Spink notes that the technology for recording behaviour has become easier to use in recent years. That is one reason why the techniques are now being used in all kinds of disciplines. The rise of the smartphone has also contributed indirectly. These devices are packed with sensors that have rapidly become smaller, more energy efficient and cheaper in recent years. So researchers can spend the same as before yet perform more measurements for longer. 

One place where scientists have continuously been experimenting with new measurement methods over the past few years is the Restaurant of the Future on the Wageningen campus. It looks like a perfectly ordinary canteen but it has cameras that monitor visitors, automatically record their behaviour and combine this with cash-register data. Even more research is going on behind the scenes, says Stefanie Kremer. For example, they are investigating whether people think low-salt products taste worse than the regular versions. 

Informed consent

With all these new options, researchers still need to consider whether a measurement does actually answer a question. ‘We’re perfectly able to count how many sips and bites people take, for example,’ says Kremer. ‘But at present this is not enough for us to really do anything with the data.’ You will only be able to use it to measure food intake once you know how much people eat per bite – a fairly constant quantity. 

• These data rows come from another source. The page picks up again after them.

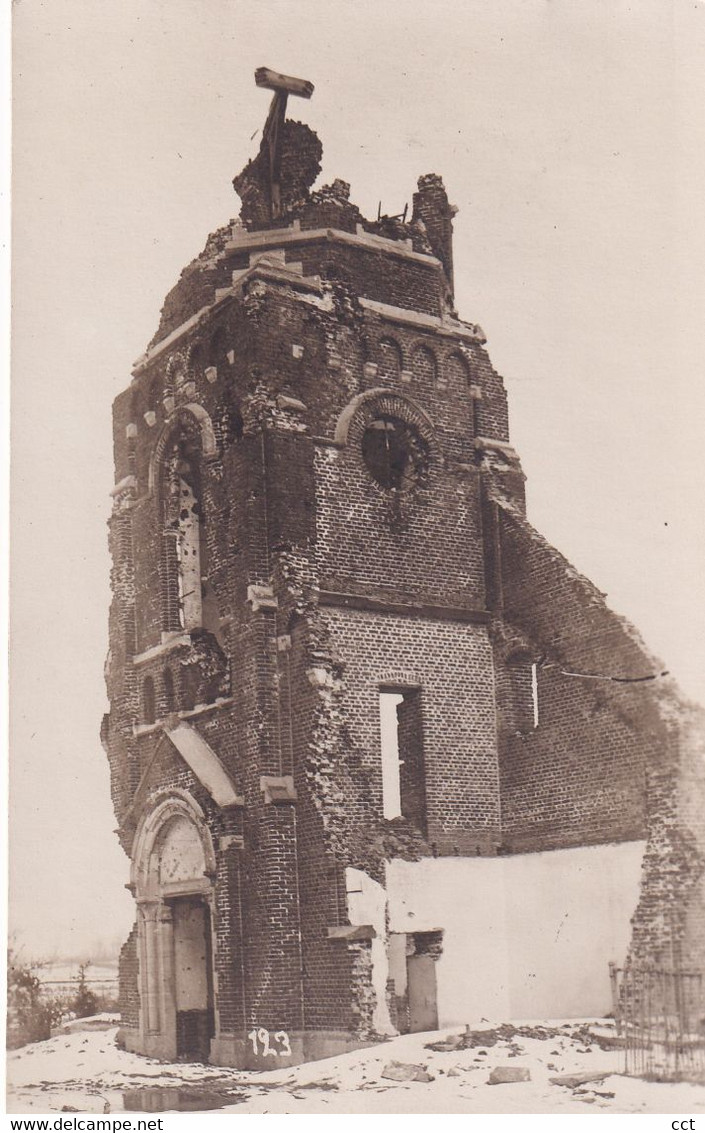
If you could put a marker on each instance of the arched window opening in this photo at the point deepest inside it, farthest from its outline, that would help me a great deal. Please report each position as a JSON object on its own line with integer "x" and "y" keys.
{"x": 524, "y": 693}
{"x": 390, "y": 360}
{"x": 149, "y": 704}
{"x": 153, "y": 393}
{"x": 185, "y": 545}
{"x": 195, "y": 360}
{"x": 393, "y": 452}
{"x": 424, "y": 367}
{"x": 218, "y": 348}
{"x": 457, "y": 372}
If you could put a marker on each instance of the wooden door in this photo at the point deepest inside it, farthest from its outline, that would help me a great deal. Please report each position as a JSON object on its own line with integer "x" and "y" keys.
{"x": 422, "y": 991}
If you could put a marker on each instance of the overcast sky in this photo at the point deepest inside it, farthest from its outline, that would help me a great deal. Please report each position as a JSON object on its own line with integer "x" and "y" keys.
{"x": 570, "y": 137}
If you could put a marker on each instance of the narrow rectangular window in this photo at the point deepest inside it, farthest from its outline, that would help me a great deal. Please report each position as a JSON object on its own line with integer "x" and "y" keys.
{"x": 389, "y": 725}
{"x": 404, "y": 786}
{"x": 535, "y": 692}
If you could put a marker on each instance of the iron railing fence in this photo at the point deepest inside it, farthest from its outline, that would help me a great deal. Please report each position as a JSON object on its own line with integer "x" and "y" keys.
{"x": 660, "y": 1016}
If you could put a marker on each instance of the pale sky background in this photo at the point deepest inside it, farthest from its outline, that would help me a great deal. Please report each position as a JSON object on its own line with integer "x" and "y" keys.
{"x": 570, "y": 136}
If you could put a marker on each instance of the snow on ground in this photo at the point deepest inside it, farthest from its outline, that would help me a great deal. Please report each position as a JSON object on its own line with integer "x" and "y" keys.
{"x": 86, "y": 1072}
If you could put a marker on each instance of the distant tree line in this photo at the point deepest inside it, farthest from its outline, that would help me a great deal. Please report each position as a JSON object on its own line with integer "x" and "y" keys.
{"x": 34, "y": 1010}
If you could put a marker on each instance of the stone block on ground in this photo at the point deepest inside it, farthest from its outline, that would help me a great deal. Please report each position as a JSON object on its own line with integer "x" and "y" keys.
{"x": 503, "y": 1074}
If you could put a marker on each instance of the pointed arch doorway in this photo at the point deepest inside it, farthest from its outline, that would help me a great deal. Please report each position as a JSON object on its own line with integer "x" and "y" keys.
{"x": 173, "y": 867}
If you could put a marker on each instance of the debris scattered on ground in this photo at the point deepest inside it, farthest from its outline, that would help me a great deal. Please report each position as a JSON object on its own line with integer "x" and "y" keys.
{"x": 406, "y": 1072}
{"x": 572, "y": 1080}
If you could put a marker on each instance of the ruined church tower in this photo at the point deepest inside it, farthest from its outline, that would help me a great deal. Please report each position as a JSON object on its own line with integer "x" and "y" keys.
{"x": 380, "y": 758}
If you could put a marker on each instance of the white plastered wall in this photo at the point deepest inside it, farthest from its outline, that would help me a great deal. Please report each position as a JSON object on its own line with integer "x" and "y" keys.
{"x": 524, "y": 937}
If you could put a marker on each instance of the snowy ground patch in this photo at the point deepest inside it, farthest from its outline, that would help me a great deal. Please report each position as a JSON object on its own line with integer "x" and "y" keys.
{"x": 86, "y": 1072}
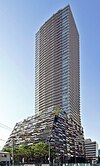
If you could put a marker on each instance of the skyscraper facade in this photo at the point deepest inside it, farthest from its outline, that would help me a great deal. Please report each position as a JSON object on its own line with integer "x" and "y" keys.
{"x": 57, "y": 64}
{"x": 57, "y": 90}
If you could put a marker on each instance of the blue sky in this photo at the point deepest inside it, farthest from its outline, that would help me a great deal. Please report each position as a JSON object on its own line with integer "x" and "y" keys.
{"x": 19, "y": 22}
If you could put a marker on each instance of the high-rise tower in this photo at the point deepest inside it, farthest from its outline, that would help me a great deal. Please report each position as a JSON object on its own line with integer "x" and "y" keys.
{"x": 57, "y": 64}
{"x": 57, "y": 76}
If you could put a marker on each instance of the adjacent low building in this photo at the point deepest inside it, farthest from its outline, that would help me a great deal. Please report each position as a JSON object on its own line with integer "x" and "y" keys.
{"x": 91, "y": 150}
{"x": 54, "y": 126}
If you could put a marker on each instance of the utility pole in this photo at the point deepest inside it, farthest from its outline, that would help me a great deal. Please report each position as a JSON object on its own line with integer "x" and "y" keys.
{"x": 12, "y": 152}
{"x": 49, "y": 152}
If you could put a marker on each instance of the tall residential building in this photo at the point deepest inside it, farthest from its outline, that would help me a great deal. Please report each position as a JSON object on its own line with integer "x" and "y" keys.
{"x": 57, "y": 71}
{"x": 57, "y": 90}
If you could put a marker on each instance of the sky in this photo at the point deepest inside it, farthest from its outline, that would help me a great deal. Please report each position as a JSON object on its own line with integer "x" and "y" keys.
{"x": 19, "y": 22}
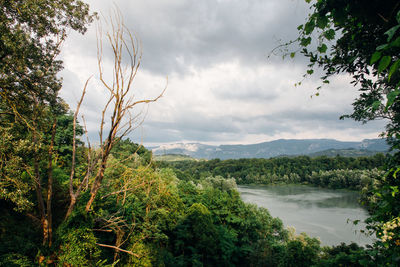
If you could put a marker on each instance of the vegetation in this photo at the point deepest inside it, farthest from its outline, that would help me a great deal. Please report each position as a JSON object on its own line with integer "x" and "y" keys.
{"x": 364, "y": 41}
{"x": 343, "y": 172}
{"x": 66, "y": 203}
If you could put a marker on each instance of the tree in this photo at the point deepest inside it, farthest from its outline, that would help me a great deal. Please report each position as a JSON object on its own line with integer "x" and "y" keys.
{"x": 31, "y": 35}
{"x": 363, "y": 40}
{"x": 120, "y": 104}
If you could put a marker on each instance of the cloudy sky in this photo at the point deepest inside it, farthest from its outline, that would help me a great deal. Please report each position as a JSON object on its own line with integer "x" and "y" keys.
{"x": 222, "y": 86}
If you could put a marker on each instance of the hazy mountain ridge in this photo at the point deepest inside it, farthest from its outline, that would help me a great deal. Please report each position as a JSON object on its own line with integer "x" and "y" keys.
{"x": 270, "y": 149}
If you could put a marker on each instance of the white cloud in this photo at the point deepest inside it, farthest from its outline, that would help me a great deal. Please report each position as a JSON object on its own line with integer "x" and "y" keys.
{"x": 221, "y": 86}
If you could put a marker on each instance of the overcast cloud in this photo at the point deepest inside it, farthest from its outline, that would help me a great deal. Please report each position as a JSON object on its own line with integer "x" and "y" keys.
{"x": 222, "y": 87}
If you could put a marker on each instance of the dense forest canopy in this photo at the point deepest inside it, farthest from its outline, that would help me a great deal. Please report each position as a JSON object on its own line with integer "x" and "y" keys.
{"x": 66, "y": 203}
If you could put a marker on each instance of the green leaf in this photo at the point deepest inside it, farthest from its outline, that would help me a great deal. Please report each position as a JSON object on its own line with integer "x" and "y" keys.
{"x": 375, "y": 57}
{"x": 322, "y": 21}
{"x": 305, "y": 41}
{"x": 309, "y": 26}
{"x": 329, "y": 34}
{"x": 381, "y": 47}
{"x": 322, "y": 48}
{"x": 393, "y": 68}
{"x": 391, "y": 32}
{"x": 376, "y": 105}
{"x": 384, "y": 63}
{"x": 392, "y": 97}
{"x": 396, "y": 43}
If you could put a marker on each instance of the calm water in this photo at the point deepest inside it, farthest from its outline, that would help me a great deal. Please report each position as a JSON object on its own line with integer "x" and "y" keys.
{"x": 322, "y": 213}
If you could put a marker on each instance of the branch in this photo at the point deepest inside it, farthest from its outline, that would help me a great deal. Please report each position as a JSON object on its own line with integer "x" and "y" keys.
{"x": 120, "y": 249}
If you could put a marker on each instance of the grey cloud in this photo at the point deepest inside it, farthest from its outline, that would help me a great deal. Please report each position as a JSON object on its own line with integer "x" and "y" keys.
{"x": 179, "y": 34}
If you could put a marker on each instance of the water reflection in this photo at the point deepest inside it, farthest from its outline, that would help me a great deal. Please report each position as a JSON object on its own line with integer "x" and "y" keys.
{"x": 319, "y": 212}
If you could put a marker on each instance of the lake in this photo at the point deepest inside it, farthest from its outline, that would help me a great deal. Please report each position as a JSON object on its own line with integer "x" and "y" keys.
{"x": 319, "y": 212}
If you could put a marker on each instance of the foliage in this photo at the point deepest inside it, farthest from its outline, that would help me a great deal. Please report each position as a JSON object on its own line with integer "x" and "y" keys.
{"x": 339, "y": 172}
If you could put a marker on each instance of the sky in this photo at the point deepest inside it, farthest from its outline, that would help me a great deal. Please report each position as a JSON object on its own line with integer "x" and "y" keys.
{"x": 222, "y": 85}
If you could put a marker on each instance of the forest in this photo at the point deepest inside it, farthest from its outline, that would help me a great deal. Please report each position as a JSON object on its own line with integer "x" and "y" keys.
{"x": 67, "y": 202}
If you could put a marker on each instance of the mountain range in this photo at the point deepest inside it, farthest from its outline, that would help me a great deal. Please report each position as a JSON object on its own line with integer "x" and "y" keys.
{"x": 281, "y": 147}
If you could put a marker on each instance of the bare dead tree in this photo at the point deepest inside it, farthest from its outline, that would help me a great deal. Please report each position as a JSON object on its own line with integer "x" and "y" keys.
{"x": 120, "y": 103}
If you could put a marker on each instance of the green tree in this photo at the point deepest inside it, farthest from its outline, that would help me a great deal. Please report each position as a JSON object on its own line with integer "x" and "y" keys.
{"x": 31, "y": 35}
{"x": 363, "y": 40}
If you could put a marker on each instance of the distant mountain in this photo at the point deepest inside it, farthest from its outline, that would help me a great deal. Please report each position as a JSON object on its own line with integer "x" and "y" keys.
{"x": 270, "y": 149}
{"x": 348, "y": 152}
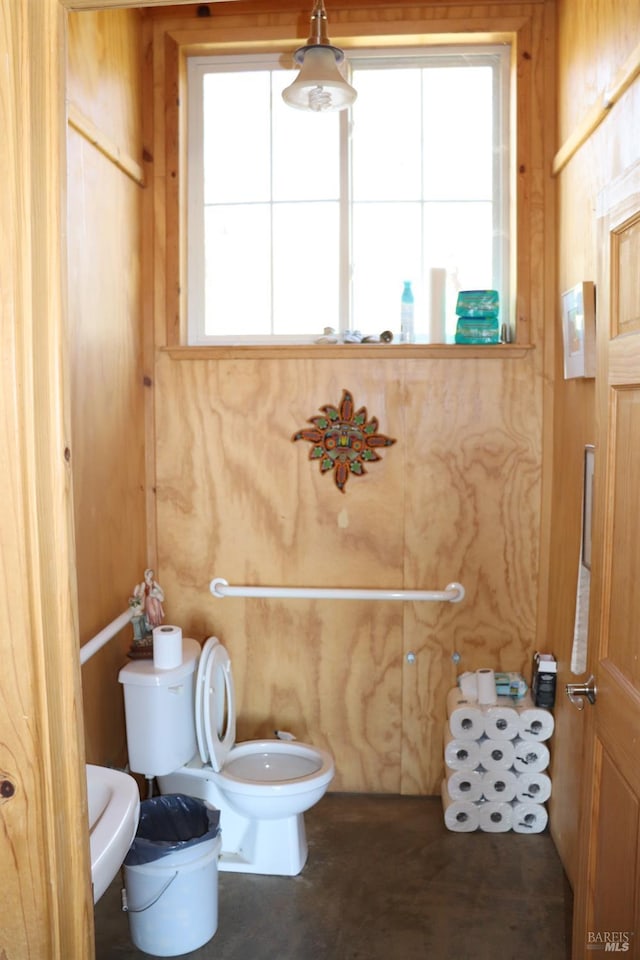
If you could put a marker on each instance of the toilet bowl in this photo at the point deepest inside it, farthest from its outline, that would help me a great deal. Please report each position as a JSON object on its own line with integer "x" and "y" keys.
{"x": 261, "y": 787}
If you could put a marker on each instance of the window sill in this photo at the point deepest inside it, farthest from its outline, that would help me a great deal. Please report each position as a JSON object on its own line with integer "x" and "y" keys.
{"x": 386, "y": 351}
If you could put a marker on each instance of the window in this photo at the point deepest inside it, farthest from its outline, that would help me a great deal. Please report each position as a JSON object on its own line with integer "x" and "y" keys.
{"x": 297, "y": 222}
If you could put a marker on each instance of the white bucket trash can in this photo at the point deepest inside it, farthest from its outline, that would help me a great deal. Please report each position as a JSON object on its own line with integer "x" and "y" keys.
{"x": 171, "y": 876}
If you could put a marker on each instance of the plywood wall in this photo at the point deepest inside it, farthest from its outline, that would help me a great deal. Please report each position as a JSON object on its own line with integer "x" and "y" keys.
{"x": 595, "y": 38}
{"x": 458, "y": 497}
{"x": 106, "y": 345}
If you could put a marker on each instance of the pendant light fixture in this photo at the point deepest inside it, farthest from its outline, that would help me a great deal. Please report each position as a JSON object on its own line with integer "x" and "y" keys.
{"x": 320, "y": 85}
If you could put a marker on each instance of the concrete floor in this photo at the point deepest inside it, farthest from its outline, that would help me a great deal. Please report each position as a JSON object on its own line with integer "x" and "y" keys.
{"x": 385, "y": 880}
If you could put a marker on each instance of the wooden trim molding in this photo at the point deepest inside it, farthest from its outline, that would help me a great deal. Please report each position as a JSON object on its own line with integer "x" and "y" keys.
{"x": 363, "y": 351}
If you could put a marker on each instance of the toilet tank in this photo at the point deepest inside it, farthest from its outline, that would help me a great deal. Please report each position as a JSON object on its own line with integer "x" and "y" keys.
{"x": 159, "y": 708}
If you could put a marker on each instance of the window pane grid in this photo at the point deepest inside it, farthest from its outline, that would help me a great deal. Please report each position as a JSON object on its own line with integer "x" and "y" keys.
{"x": 310, "y": 224}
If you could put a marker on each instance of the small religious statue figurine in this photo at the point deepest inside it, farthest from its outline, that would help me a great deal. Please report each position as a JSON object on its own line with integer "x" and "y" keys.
{"x": 146, "y": 603}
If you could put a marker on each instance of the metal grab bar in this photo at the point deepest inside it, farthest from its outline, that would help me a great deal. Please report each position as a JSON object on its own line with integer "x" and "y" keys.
{"x": 452, "y": 593}
{"x": 107, "y": 633}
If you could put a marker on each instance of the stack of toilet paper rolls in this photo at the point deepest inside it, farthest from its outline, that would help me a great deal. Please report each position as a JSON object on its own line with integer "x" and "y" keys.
{"x": 495, "y": 758}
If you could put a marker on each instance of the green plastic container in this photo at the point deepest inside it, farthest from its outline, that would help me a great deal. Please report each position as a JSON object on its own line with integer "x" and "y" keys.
{"x": 477, "y": 330}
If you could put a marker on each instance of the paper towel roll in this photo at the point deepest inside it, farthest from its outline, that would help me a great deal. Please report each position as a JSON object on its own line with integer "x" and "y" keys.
{"x": 464, "y": 784}
{"x": 495, "y": 816}
{"x": 486, "y": 686}
{"x": 461, "y": 816}
{"x": 534, "y": 723}
{"x": 437, "y": 300}
{"x": 530, "y": 756}
{"x": 499, "y": 785}
{"x": 496, "y": 754}
{"x": 528, "y": 817}
{"x": 501, "y": 721}
{"x": 465, "y": 718}
{"x": 468, "y": 684}
{"x": 167, "y": 647}
{"x": 533, "y": 787}
{"x": 460, "y": 754}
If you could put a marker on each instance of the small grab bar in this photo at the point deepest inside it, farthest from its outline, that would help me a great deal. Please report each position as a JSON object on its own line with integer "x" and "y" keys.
{"x": 107, "y": 633}
{"x": 452, "y": 593}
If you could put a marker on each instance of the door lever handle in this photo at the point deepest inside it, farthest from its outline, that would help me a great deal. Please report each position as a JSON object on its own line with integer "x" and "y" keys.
{"x": 578, "y": 691}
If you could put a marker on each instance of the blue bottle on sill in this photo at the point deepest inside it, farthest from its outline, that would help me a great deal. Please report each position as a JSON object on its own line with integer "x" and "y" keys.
{"x": 407, "y": 334}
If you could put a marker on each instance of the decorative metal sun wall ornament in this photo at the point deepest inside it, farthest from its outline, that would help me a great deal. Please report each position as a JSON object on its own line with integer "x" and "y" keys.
{"x": 344, "y": 441}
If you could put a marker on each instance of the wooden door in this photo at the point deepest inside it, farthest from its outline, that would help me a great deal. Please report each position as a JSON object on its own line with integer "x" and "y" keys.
{"x": 607, "y": 898}
{"x": 45, "y": 894}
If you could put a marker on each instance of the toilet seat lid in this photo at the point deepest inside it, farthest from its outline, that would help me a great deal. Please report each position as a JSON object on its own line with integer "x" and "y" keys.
{"x": 215, "y": 704}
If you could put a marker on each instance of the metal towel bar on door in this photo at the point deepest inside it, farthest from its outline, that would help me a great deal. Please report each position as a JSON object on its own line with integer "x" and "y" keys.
{"x": 452, "y": 593}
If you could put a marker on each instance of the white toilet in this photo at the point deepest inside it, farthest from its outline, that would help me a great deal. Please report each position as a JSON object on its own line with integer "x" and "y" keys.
{"x": 182, "y": 733}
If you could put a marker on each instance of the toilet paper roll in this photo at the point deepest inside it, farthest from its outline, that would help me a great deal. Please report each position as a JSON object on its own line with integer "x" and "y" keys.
{"x": 465, "y": 718}
{"x": 500, "y": 785}
{"x": 501, "y": 720}
{"x": 486, "y": 686}
{"x": 534, "y": 723}
{"x": 461, "y": 816}
{"x": 495, "y": 816}
{"x": 530, "y": 756}
{"x": 533, "y": 787}
{"x": 460, "y": 754}
{"x": 464, "y": 784}
{"x": 497, "y": 754}
{"x": 528, "y": 817}
{"x": 167, "y": 647}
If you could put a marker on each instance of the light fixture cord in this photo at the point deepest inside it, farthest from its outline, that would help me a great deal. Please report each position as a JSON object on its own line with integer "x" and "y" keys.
{"x": 318, "y": 35}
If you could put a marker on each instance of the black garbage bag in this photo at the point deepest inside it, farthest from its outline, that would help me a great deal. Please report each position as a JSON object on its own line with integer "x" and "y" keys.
{"x": 170, "y": 823}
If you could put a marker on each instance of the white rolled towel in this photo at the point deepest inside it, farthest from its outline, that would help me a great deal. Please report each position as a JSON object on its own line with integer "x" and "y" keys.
{"x": 533, "y": 787}
{"x": 495, "y": 816}
{"x": 501, "y": 720}
{"x": 530, "y": 756}
{"x": 528, "y": 817}
{"x": 534, "y": 723}
{"x": 464, "y": 784}
{"x": 460, "y": 754}
{"x": 499, "y": 785}
{"x": 460, "y": 816}
{"x": 496, "y": 754}
{"x": 486, "y": 682}
{"x": 466, "y": 720}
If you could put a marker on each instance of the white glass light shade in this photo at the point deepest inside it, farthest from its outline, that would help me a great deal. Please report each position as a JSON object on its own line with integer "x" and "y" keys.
{"x": 319, "y": 86}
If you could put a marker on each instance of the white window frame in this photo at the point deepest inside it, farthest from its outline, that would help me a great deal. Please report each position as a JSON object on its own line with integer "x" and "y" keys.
{"x": 504, "y": 234}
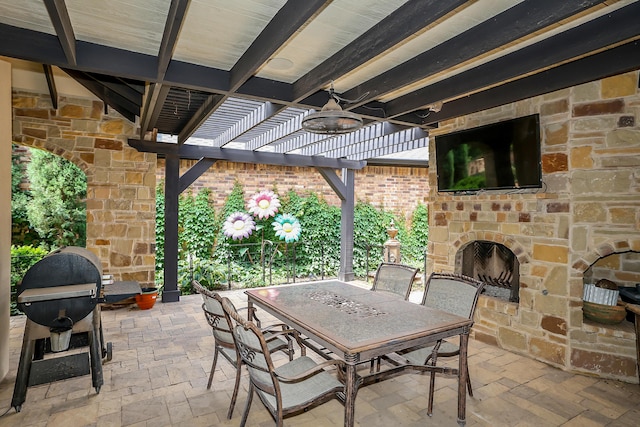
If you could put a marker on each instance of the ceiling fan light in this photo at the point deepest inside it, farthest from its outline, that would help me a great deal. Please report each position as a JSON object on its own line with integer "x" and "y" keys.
{"x": 332, "y": 119}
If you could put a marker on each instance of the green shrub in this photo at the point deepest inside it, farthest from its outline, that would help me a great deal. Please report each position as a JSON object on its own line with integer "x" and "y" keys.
{"x": 22, "y": 258}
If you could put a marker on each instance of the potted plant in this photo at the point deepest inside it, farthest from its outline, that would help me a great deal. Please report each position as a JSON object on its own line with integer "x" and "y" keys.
{"x": 147, "y": 298}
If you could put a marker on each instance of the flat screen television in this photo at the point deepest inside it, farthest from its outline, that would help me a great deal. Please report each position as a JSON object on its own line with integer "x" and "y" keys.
{"x": 504, "y": 155}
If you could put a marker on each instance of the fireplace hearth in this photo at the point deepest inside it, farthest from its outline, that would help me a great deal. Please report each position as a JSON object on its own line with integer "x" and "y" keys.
{"x": 494, "y": 264}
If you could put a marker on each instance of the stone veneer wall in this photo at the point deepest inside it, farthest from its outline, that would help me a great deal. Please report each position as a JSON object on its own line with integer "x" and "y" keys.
{"x": 120, "y": 180}
{"x": 378, "y": 185}
{"x": 589, "y": 208}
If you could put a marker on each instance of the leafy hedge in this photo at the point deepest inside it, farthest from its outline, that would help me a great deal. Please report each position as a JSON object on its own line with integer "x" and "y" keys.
{"x": 208, "y": 256}
{"x": 22, "y": 258}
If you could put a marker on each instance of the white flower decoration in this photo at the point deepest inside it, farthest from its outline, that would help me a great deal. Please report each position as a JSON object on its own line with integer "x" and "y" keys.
{"x": 238, "y": 225}
{"x": 287, "y": 227}
{"x": 264, "y": 204}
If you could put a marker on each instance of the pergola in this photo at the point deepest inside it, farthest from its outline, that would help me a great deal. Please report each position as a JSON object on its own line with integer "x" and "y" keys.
{"x": 232, "y": 80}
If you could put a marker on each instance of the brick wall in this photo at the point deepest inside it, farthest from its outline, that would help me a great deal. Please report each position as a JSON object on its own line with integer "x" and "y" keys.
{"x": 588, "y": 209}
{"x": 397, "y": 189}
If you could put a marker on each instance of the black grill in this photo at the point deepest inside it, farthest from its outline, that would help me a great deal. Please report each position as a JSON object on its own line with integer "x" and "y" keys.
{"x": 61, "y": 296}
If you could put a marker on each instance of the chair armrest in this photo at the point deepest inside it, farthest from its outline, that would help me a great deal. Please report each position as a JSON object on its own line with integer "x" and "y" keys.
{"x": 320, "y": 367}
{"x": 286, "y": 332}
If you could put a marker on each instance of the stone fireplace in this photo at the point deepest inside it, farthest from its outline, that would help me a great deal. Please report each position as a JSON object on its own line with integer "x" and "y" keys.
{"x": 584, "y": 220}
{"x": 494, "y": 264}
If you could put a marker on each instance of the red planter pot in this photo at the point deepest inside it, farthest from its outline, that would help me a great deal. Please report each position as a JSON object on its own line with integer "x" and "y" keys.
{"x": 147, "y": 298}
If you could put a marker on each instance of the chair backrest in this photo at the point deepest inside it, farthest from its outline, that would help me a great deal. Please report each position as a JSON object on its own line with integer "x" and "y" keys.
{"x": 254, "y": 352}
{"x": 453, "y": 293}
{"x": 394, "y": 278}
{"x": 216, "y": 316}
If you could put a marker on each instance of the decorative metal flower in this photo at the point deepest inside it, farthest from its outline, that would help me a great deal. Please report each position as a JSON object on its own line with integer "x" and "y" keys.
{"x": 264, "y": 204}
{"x": 238, "y": 225}
{"x": 287, "y": 227}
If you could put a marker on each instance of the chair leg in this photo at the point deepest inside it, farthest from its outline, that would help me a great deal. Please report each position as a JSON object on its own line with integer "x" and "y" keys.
{"x": 432, "y": 384}
{"x": 432, "y": 380}
{"x": 213, "y": 368}
{"x": 235, "y": 389}
{"x": 247, "y": 406}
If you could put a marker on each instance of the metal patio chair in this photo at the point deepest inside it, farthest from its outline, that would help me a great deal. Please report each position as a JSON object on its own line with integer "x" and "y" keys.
{"x": 222, "y": 325}
{"x": 394, "y": 278}
{"x": 287, "y": 389}
{"x": 456, "y": 294}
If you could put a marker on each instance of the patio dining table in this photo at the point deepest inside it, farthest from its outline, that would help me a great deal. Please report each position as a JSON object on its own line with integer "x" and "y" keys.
{"x": 357, "y": 325}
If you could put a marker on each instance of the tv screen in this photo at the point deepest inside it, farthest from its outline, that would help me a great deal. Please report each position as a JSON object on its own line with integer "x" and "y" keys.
{"x": 504, "y": 155}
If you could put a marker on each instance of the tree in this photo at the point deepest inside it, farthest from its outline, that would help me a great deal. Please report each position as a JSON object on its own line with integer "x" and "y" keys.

The designers and users of these techniques also encounter ethical issues. The Circle, the fictional company that tracked people down using camera images without their permission, may not have cared two hoots about privacy, but this is taken very seriously in the PeopleTracker, explains Spink. The system uses anonymized data and does not store any video material, which means results cannot be traced back to specific individuals. Even so, you still need ‘informed consent’, in which the experimental subjects consent to taking part after being given sufficient information. In a supermarket, you could do that using large information signs, for example. ‘There’s always a trade-off,’ says Spink, ‘between how much you tell people and how much you influence their behaviour.’ After all, people’s behaviour is affected by the knowledge that they are in an experiment. 


Measuring behavior 2014

Measuring Behavior is the title of an annual conference focusing on technology for behavioural research. The ninth edition is taking place in Wagenin-gen from 27 to 29 August. It is being organized by the technology company Noldus, which was founded in 1989 by Lucas Noldus after he gained his doctorate at Wageningen University. Although Noldus is obviously a for-profit organization, the company says the conference is all about science. So competitors are welcome and the agenda is determined by a panel of independent scientists.  

Crowd control

A prototype of an app that can gauge the mood of a crowd will be presented and tested during the Measuring Behavior conference. Participants who download the app will be able to see exactly where the event’s hotspots are, with the best debates, for instance, or the most flavoursome sandwiches. Or the best beats if you were using the app at a dance festival. Visitors can also use it to avoid trouble spots with a lot of stress or even aggression. To determine this, the app measures background noise and crowd density. SWEET, as the app is called, also uses facial recognition to assess bystanders’ emotions. Meanwhile, people give their subjective opinion by filling in questionnaires. So there are lots of different inputs, but the questionnaires are the weakest link. ‘Obviously you won’t be spending time on the app if things get really interesting,’ says Andrew Spink, senior consultant at the development company Noldus.